47 Similarly, hSBA GMTs were significantly higher across serogroups 1 month after vaccination with ACWY-CRM (p < 0.01) and remained significantly higher at 12 months for all serogroups except C.47 More children vaccinated with ACWY-CRM experienced local and systemic reactions compared

with those vaccinated with MPSV4; rates of pain (32% vs 24%), erythema (16% vs 6%), and induration (14% vs 4%) were significantly higher with ACWY-CRM compared with MPSV4, respectively (p < 0.05). Most local reactions were mild or moderate, and there was no significant difference between vaccines in severe systemic reactions.47 Infants experience the highest incidence of invasive meningococcal disease Selleckchem Metformin (9.2/100,000 population)3 and the highest mortality rate (0.95/100,000 population) (1990–2002).4,16,48 In three published studies in infants and toddlers to date, ACWY-CRM has been well tolerated and has resulted in a protective immune response in this age group.37–39 In phase II studies in infants, ACWY-CRM was studied using two or three doses as well as with or without adjuvant; similar immunogenicity was observed whether or not adjuvant was present.
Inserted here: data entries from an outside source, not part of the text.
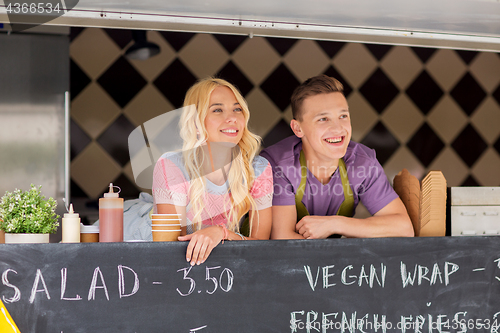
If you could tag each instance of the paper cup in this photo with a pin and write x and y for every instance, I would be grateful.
(165, 216)
(164, 222)
(166, 235)
(165, 227)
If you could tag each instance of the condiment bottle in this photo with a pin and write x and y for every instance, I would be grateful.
(111, 217)
(71, 226)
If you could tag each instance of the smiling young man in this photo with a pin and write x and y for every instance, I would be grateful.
(320, 175)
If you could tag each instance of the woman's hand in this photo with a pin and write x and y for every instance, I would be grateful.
(201, 243)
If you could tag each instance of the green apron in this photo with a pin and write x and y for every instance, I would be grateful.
(345, 209)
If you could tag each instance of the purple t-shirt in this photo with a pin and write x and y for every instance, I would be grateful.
(366, 178)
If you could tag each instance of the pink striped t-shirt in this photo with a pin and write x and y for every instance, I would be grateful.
(171, 185)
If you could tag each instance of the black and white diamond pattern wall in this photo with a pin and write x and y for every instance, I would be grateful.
(419, 108)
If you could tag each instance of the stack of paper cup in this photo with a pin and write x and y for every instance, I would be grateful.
(165, 227)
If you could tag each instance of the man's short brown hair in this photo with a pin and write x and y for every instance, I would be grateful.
(313, 86)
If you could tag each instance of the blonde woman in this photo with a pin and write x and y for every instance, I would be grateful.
(217, 178)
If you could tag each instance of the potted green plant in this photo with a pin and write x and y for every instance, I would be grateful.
(27, 217)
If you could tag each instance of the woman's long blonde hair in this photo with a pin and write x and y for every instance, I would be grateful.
(241, 174)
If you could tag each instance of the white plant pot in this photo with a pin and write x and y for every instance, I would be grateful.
(26, 238)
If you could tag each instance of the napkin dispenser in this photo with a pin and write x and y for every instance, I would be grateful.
(475, 211)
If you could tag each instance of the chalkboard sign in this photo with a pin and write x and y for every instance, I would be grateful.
(335, 285)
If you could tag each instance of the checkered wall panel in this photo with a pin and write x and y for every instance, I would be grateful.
(419, 108)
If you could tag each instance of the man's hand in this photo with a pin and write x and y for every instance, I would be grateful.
(201, 244)
(316, 227)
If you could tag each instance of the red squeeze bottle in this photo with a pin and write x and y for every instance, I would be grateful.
(111, 217)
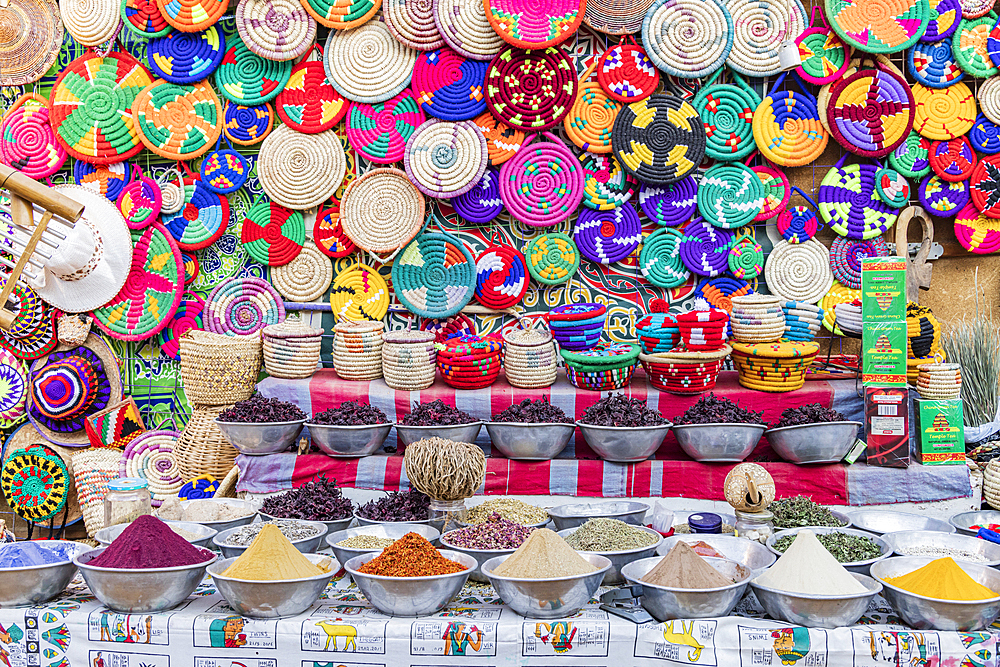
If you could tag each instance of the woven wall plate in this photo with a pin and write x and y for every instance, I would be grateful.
(202, 219)
(531, 90)
(382, 210)
(31, 35)
(84, 123)
(543, 184)
(730, 195)
(152, 292)
(301, 171)
(27, 142)
(876, 26)
(186, 57)
(688, 38)
(659, 140)
(272, 234)
(445, 159)
(944, 113)
(248, 125)
(799, 271)
(367, 64)
(308, 103)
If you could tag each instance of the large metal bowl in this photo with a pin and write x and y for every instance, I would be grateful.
(718, 443)
(348, 442)
(530, 442)
(621, 444)
(36, 584)
(411, 596)
(900, 541)
(924, 613)
(826, 442)
(558, 597)
(142, 591)
(664, 603)
(306, 545)
(620, 559)
(576, 514)
(817, 611)
(384, 530)
(261, 439)
(881, 522)
(861, 566)
(272, 599)
(106, 536)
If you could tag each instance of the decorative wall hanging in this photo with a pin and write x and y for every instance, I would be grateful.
(301, 171)
(688, 38)
(77, 107)
(445, 159)
(543, 184)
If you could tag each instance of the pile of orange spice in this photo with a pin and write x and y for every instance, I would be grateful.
(410, 556)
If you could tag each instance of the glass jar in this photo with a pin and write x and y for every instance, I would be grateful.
(127, 500)
(755, 526)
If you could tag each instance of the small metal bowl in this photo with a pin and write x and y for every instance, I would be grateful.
(106, 536)
(558, 597)
(621, 444)
(306, 545)
(924, 613)
(411, 596)
(663, 602)
(142, 591)
(881, 522)
(818, 611)
(261, 439)
(576, 514)
(902, 539)
(825, 442)
(385, 530)
(718, 443)
(272, 599)
(530, 442)
(36, 584)
(348, 442)
(861, 566)
(620, 559)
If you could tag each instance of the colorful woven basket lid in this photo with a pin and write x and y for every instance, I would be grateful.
(688, 38)
(187, 57)
(659, 140)
(543, 184)
(552, 258)
(152, 292)
(248, 125)
(501, 277)
(79, 112)
(272, 234)
(202, 219)
(27, 142)
(242, 306)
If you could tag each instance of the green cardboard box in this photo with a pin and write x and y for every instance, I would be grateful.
(941, 427)
(883, 289)
(883, 347)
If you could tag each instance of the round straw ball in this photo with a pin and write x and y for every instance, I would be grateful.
(367, 64)
(301, 171)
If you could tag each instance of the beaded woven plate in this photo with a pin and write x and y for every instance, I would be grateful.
(90, 107)
(531, 90)
(659, 140)
(152, 291)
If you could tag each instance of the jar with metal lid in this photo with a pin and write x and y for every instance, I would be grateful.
(127, 500)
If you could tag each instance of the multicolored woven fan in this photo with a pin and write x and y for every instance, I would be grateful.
(153, 289)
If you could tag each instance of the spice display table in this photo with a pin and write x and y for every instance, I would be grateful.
(475, 629)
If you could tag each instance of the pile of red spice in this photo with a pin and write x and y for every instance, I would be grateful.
(148, 542)
(410, 556)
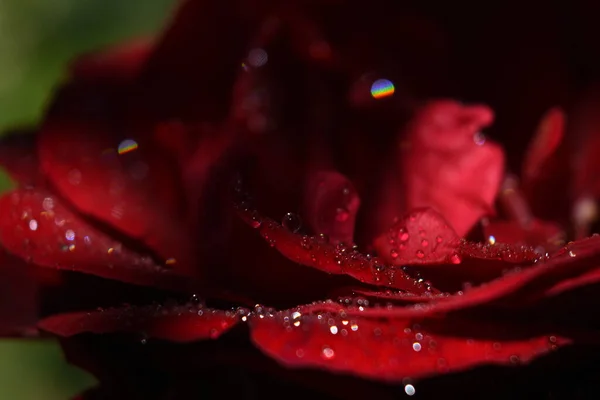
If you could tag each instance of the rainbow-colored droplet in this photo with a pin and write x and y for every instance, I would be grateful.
(382, 88)
(127, 146)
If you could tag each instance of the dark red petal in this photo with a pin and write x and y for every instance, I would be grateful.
(447, 167)
(546, 141)
(547, 235)
(122, 62)
(18, 156)
(37, 226)
(196, 82)
(114, 174)
(331, 204)
(320, 254)
(388, 350)
(421, 237)
(19, 301)
(179, 324)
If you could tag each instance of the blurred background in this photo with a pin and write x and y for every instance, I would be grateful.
(37, 39)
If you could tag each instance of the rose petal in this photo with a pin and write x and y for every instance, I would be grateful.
(122, 62)
(318, 253)
(198, 84)
(19, 301)
(539, 233)
(331, 204)
(18, 156)
(422, 237)
(447, 167)
(544, 144)
(114, 174)
(179, 324)
(387, 350)
(37, 226)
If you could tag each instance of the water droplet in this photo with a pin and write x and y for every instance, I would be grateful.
(479, 139)
(127, 146)
(409, 390)
(48, 203)
(382, 88)
(455, 259)
(70, 234)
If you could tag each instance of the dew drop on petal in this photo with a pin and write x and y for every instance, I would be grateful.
(327, 353)
(382, 88)
(291, 222)
(409, 390)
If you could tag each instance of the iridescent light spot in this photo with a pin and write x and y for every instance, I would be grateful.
(127, 146)
(70, 235)
(382, 88)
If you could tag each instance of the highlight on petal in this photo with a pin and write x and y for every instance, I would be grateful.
(317, 252)
(387, 349)
(184, 323)
(449, 166)
(546, 141)
(421, 237)
(331, 204)
(539, 234)
(37, 226)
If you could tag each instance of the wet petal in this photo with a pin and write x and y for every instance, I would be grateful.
(331, 204)
(546, 235)
(113, 172)
(421, 237)
(176, 323)
(317, 252)
(544, 144)
(37, 226)
(388, 350)
(448, 167)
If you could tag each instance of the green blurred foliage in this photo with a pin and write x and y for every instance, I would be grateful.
(37, 40)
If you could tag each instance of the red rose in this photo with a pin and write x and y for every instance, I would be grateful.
(150, 199)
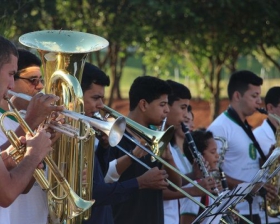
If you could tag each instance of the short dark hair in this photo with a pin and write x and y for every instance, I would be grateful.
(240, 80)
(200, 138)
(93, 74)
(273, 96)
(7, 48)
(148, 88)
(179, 91)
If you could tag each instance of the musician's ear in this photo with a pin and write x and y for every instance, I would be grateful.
(269, 107)
(142, 105)
(236, 96)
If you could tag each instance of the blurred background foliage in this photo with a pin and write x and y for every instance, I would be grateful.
(196, 42)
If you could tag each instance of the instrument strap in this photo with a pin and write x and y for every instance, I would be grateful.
(271, 125)
(248, 130)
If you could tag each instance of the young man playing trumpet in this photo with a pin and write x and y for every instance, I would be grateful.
(14, 181)
(106, 194)
(31, 207)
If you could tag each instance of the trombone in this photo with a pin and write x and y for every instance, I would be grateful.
(160, 139)
(114, 130)
(76, 204)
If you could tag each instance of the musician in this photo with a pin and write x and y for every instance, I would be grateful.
(106, 194)
(178, 101)
(190, 119)
(148, 106)
(31, 207)
(265, 134)
(241, 161)
(14, 181)
(207, 146)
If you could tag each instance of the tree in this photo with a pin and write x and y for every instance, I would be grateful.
(210, 34)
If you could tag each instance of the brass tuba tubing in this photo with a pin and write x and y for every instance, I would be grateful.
(141, 130)
(77, 204)
(114, 130)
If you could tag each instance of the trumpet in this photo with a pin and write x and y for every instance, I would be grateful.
(163, 138)
(114, 130)
(76, 204)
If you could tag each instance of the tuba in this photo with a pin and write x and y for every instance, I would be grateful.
(63, 55)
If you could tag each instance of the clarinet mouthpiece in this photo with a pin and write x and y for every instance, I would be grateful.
(262, 110)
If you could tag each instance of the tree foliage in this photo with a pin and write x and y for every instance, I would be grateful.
(200, 37)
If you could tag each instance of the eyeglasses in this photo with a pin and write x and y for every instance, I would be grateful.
(33, 81)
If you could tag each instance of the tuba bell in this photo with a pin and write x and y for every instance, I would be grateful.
(63, 54)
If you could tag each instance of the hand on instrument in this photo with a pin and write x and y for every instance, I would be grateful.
(39, 108)
(271, 191)
(167, 155)
(138, 152)
(103, 139)
(196, 171)
(38, 146)
(153, 179)
(84, 176)
(209, 184)
(54, 118)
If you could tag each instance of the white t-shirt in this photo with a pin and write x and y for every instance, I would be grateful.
(27, 208)
(241, 161)
(265, 137)
(188, 207)
(171, 207)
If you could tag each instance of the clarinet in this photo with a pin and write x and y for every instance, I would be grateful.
(223, 179)
(195, 153)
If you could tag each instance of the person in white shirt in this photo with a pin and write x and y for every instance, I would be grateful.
(178, 102)
(265, 135)
(241, 161)
(15, 180)
(30, 207)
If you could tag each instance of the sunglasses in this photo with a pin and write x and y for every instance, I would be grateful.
(34, 81)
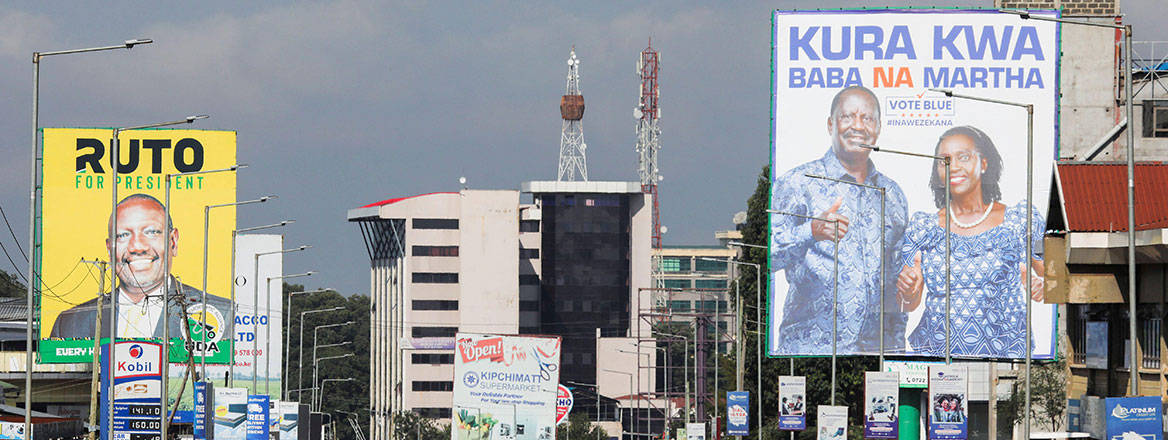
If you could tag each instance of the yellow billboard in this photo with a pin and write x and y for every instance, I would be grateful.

In a randomized, open-label, controlled study in 2-month-old UK infants (n = 225) and Canadian infants (n = 196), ≥88% achieved hSBA titer ≥1 : 8 in the three-dose (2,3,4 mo) UK group.39 A second randomized phase II study evaluated 180 infants in the UK

and Canada vaccinated with ACWY-CRM at age 2 and 4 months. At age 5 months, 70% to 89% of infants had hSBA titer Immune system ≥1 : 8 for all serogroups except A (44% to 49%).38 Finally, a phase II study evaluating ACWY-CRM in ZD1839 infants and toddlers (N = 175) aged 6 and 12 months showed that after a second dose at 12 months of age, hSBA ≥1 : 8 was achieved by 83% of infants against serogroup A and by 100% of infants against serogroups C, W, and Y.37 Overall, erythema and irritability were the most common adverse events38 and most local reactions were mild or moderate.37 A study

in 1620 adolescents (aged 11–18 y) has shown that ACWY-CRM can be administered concomitantly with the tetanus-diphtheria-acellular pertussis booster (Tdap; Boostrix; GlaxoSmithKline, Research Triangle Park, NC, USA) and human papillomavirus vaccines (HPV; Gardasil; Merck and Co. Inc., Whitehouse Station, NJ, USA) without decreased immunogenicity. The only significant difference in immune response to Tdap antigens was in the ACWY-CRMTdap group, which experienced an enhanced response to the pertussis antigens. Seroconversion rates for HPV were >98% for all HPV types in each group. Concomitant administration of the HPV vaccine with ACWY-CRM and Tdap did not increase reactogenicity.49 Due to the considerable and unpredictable variation of serogroup distribution globally, routine meningococcal disease vaccination in the traveler’s home country, particularly monovalent vaccines such as MenC in the UK,50 will not ensure protection at his or her destination.